Shepherds' sanctuary

In the afternoon, the coach we had with us took us to the Sanctuary of the Shepherds which was designed by Fr Antonio Barluzzi OFM [the Italian Franciscan monk and architect, known as the 'Architect of the Holy Land']. He created and restored numerous buildings and churches in the Holy Land, including the Italian Hospital in Jerusalem, the Church of All Nations in Gethsemane, the Church of the Transfiguration on Mount Tabor, a hospital in Amman in Jordan, the Church of the Beatitudes in Galilee, the Church of Visitation in Ein Karem, and the Convent of St Antony in Jerusalem.]

Three paintings

The Sanctuary stands on a rock overlooking the ruins, possibly of a Byzantine Basilica. It has a dodecagonal shape with five apses. Light penetrates the glass windows of the concrete dome and illuminates the interior like when the glory of the Lord shone around the shepherds (Luke 2:9) on the first Christmas Night. Three frescoes depict the shepherds receiving the news of the birth of Jesus, the shepherds expressing bewilderment when they visited the new-born Jesus in the cave, and the shepherds [including a boy and a dog] expressing their happiness afterwards, on their way home.

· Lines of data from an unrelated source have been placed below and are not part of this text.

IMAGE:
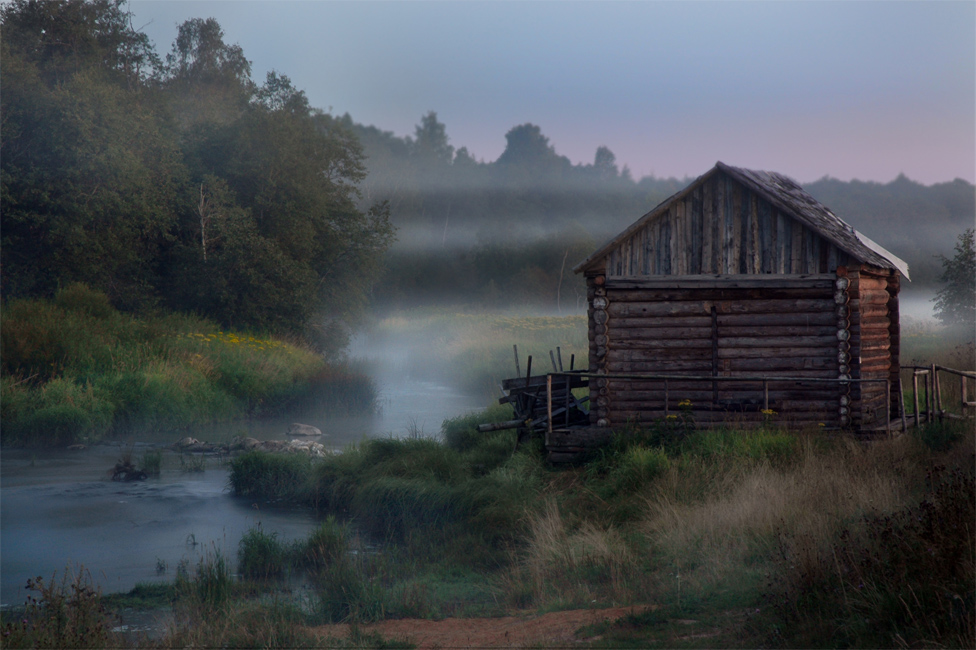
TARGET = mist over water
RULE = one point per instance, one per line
(60, 508)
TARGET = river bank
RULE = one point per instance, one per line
(75, 370)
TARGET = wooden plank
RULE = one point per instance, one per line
(662, 322)
(630, 333)
(759, 353)
(725, 280)
(653, 344)
(813, 319)
(755, 242)
(792, 319)
(776, 342)
(679, 295)
(615, 356)
(620, 309)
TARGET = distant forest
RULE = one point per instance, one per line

St Jerome [end of the fourth century] mentioned this place on several occasions, associating it with the Biblical Migdal-Eder [Tower of Eder or of the Flock]. The church of Jerusalem celebrated a feast-day there on Christmas Eve. And ... Bishop Arculph [seventh century], recalls the presence of the burial places of the three shepherds in the church. Before the arrival of the Crusaders, the church was destroyed but the ruins still continued to be visited by pilgrims.

Besides, during excavations, the remains of a farming settlement dating back to the first century AD [with an oil press, grottoes, and vault lined with burial niches] and a Byzantine monastery [church, courtyards, cisterns, bakery, rooms with mosaics] which flourished between the fourth and eighth centuries AD, were found.